Pis, l’action mise en œuvre par le Gouvernement ces dernières semaines a eu pour seule conséquence de permettre une hausse des loyers de 3, 5 %, à la suite d’une proposition de loi débattue la semaine dernière : nous l’avons rejetée, mais elle va revenir, avec l’aide de la majorité présidentielle, de la droite et de l’extrême droite, à l’Assemblée nationale. Comme si tout n’était pas déjà assez cher ! Comme si les APL n’avaient pas été les premières cibles de la politique du logement de M. Macron dès son premier quinquennat !

Le monde vers lequel vous nous conduisez prend déjà forme : quelque 330 000 personnes sont à la rue, près de 2, 4 millions de ménages attendent un logement social, dont 100 000 dans mon département du Val-de-Marne, plus de 4 millions de personnes sont mal-logées et 12 millions de personnes sont en situation de précarité énergétique.

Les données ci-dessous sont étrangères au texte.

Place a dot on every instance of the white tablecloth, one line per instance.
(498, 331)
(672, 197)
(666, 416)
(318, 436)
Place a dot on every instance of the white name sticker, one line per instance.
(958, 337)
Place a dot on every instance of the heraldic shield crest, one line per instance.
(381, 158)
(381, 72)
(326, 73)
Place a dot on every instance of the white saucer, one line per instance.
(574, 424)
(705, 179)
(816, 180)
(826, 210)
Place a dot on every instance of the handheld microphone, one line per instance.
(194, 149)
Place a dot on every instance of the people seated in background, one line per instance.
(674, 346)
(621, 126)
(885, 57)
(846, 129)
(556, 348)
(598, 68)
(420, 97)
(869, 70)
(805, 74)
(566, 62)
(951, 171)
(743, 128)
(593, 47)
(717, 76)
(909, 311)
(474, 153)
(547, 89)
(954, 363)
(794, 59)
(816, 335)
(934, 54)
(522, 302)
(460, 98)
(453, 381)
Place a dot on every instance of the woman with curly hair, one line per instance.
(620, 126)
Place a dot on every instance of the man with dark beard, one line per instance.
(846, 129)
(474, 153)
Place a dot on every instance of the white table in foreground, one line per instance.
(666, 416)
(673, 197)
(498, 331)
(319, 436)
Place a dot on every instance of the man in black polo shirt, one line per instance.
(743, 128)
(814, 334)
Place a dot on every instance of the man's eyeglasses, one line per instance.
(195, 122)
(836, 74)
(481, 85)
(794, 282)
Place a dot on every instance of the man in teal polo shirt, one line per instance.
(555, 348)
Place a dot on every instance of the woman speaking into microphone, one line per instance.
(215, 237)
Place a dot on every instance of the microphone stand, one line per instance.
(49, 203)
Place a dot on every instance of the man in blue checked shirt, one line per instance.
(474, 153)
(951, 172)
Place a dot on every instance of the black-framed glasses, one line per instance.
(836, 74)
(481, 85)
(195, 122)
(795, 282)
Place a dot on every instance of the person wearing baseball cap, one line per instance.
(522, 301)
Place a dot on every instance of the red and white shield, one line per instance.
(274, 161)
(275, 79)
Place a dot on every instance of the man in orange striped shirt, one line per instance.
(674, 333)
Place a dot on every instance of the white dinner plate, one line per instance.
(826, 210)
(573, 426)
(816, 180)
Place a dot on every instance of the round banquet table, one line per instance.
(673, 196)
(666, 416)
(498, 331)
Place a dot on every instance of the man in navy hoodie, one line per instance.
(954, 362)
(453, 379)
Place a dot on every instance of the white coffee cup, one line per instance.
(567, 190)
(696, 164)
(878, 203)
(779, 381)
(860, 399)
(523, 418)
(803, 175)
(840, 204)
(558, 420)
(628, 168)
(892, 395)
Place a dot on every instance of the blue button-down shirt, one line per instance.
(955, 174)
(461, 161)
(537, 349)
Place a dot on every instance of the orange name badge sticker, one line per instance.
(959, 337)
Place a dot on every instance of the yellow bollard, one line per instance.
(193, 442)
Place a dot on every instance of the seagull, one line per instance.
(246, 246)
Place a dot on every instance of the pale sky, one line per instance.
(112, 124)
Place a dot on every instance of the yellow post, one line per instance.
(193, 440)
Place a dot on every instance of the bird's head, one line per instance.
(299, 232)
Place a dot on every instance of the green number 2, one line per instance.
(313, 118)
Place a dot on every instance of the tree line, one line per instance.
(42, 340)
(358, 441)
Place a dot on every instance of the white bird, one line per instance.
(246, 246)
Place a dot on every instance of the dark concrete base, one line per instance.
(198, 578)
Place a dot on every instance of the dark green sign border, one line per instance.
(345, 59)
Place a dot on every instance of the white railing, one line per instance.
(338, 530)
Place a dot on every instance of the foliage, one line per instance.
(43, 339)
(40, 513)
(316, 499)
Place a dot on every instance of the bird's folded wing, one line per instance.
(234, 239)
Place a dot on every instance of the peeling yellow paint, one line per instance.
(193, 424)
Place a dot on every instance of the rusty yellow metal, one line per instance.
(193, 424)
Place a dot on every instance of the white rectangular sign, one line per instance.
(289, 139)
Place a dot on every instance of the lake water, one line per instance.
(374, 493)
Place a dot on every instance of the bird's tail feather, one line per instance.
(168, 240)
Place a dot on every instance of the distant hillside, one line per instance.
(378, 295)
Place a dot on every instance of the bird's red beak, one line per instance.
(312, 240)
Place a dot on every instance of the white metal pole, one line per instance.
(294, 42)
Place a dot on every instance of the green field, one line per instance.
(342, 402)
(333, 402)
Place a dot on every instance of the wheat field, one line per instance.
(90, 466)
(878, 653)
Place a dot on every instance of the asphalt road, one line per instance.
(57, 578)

Aux victimes de la bombe sociale provoquée par la crise du logement, vous répondez : « payez vos loyers ou vous payerez des amendes ».

Pourtant, notre droit protège ; et il doit d’abord protéger davantage celles et ceux qui en ont le plus besoin. Voilà notre rôle d’élus, de républicains convaincus !

Alors que les pouvoirs publics n’existent que pour favoriser la cohésion sociale, ils en sont aujourd’hui les destructeurs.

Une personne, qu’elle soit pauvre ou non, a droit à un toit. Elle a droit à un logement décent, quels que soient ses revenus. Et c’est d’ailleurs le problème de ce texte, qui tend à accentuer l’asymétrie de pouvoir entre les locataires et les propriétaires. Par cette proposition de loi, vous retirez des droits aux locataires, sans ajouter de devoirs aux propriétaires, comme si le marché réglait tout.

J’avais relevé en ce sens les propos du Président de la République qui déclarait, dans un élan de lucidité : « Il est des biens et des services qui doivent être placés en dehors des lois du marché. » C’était le 12 mars 2020, au début de la pandémie de covid-19, mais les promesses du monde d’avant n’ont jamais vu le monde d’après…

Les essentiels, « que nos sociétés rémunèrent si mal », comme le Président ajoutait encore, comptent justement dans leurs rangs de nombreuses personnes prises à la gorge par le prix exorbitant de leur loyer, combiné à la faiblesse de leurs revenus et à la violence de certaines lois.

Vous vous rangez derrière le droit de propriété, c’est là votre seul argument – je viens de l’entendre de nouveau. Pourtant, ce droit n’est pas mis à mal, le propriétaire restant tout à fait propriétaire de son bien, qui doit demeurer différent de son domicile. Sur ce point aussi, la proposition de loi ajoute de la confusion en mettant sur le même plan les notions de propriété et de domicile.